Chciałoby się powiedzieć: ulica to jedno, a sondaże to drugie! Akcje antyrządowe, liczne demonstracje, ataki polskiej opozycji, łajanki unijnych przywódców – wydawałoby się, że polska partia rządząca straciła całkowicie poparcie. A tymczasem, w zaciszu domowym, pytani o poparcie anonimowi Polacy wskazują na… najbardziej wydawałoby się znienawidzoną
partię.
Z najnowszego sondażu wykonanego w dniach 2-4 sierpnia na zlecenie portalu OKO.press przez pracownię IPSOS wynika, że Prawo i Sprawiedliwość uzyskało największe poparcie badanych Polaków. Na partię tę swój głos chce oddać 40 proc. wyborców. Jest to wynik wyższy o 2,4 pkt proc. od tego, który Prawo i Sprawiedliwość uzyskała w wyborach parlamentarnych.

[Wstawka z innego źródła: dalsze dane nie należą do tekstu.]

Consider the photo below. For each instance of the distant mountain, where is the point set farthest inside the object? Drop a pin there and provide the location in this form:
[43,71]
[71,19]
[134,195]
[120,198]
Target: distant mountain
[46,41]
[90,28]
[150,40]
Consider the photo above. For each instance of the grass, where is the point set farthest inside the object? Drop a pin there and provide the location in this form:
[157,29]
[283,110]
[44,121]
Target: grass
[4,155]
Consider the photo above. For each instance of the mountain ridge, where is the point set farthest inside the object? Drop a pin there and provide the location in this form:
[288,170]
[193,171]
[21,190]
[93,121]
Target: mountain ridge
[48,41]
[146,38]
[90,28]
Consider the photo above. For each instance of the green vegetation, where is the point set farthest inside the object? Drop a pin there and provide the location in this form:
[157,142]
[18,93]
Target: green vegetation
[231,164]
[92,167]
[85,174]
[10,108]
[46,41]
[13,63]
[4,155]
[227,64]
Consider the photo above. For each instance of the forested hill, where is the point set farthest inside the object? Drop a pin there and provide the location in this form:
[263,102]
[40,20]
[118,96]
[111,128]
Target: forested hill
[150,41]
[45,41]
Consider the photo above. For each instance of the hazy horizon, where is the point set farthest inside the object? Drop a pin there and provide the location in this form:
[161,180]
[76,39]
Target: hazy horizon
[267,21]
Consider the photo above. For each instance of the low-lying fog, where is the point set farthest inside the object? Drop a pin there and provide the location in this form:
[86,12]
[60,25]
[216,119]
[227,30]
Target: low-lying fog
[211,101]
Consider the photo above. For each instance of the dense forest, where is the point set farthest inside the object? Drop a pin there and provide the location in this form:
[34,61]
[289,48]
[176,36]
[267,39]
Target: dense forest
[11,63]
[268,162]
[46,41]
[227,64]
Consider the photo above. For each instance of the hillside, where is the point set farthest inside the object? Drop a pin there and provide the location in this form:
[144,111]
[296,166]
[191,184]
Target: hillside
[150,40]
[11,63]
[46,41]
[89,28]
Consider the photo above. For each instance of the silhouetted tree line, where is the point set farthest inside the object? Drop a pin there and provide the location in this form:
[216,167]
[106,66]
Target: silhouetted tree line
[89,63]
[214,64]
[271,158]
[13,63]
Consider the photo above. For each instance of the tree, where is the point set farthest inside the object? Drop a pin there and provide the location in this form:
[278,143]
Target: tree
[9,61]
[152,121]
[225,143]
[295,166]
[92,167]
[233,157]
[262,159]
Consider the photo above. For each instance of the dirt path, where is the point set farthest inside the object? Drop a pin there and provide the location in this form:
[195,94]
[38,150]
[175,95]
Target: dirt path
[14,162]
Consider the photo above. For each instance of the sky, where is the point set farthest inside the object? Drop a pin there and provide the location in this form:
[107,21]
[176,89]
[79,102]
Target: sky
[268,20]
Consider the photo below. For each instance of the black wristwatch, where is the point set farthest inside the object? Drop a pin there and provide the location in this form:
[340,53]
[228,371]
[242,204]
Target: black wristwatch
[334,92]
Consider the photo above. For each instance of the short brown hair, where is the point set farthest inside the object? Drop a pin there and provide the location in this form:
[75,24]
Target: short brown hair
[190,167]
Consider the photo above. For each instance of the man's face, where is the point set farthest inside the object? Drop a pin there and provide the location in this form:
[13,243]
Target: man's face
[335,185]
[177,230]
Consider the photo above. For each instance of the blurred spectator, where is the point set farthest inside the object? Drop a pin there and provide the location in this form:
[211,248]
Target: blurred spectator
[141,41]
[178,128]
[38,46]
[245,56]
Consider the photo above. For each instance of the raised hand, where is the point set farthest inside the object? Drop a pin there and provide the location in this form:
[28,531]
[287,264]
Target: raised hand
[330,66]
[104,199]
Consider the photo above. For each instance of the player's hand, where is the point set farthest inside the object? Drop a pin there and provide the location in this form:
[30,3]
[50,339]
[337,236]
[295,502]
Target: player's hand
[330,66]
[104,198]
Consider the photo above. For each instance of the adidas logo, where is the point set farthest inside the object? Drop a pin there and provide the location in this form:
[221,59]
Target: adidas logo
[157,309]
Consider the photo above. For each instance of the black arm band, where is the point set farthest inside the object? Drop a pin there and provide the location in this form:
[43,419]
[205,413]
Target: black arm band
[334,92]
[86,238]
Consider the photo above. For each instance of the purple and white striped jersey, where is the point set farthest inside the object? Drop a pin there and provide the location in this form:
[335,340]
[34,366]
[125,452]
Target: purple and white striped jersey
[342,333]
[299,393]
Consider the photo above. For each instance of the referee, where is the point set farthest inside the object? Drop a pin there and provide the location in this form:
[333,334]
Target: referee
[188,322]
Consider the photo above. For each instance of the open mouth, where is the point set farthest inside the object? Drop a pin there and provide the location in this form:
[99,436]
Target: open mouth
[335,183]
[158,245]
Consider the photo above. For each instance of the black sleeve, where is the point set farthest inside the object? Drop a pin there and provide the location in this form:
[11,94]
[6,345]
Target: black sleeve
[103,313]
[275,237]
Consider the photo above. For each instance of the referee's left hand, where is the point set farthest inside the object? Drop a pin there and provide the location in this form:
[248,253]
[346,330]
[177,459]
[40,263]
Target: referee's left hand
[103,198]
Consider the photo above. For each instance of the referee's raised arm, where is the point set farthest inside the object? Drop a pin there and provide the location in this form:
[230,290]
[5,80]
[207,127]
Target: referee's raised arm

Drugie miejsce zajęła Platforma Obywatelska, która otrzymała 21 proc. głosów, czyli o 3 pkt proc. mniej, niż w poprzednim sondażu.
Trzecie miejsce przyznano ugrupowaniu Kukiz’15, które może liczyć na 11 proc. poparcia.
Nowoczesna otrzymała poparcie 6 proc. wyborców. Oznacza to, że nawet gdyby został zrealizowany projekt Zjednoczonej Opozycji z udziałem PO i Nowoczesnej, to i tak nie byłoby szansy na wygraną z PiS.
W sondażu pod progiem wyborczym znalazłyby się: PSL z wynikiem 4,7 proc, SLD z 4,2 proc. poparcia, Wolność, na którą chce głosować 2,6 proc. badanych oraz partia Razem – 2,4 proc.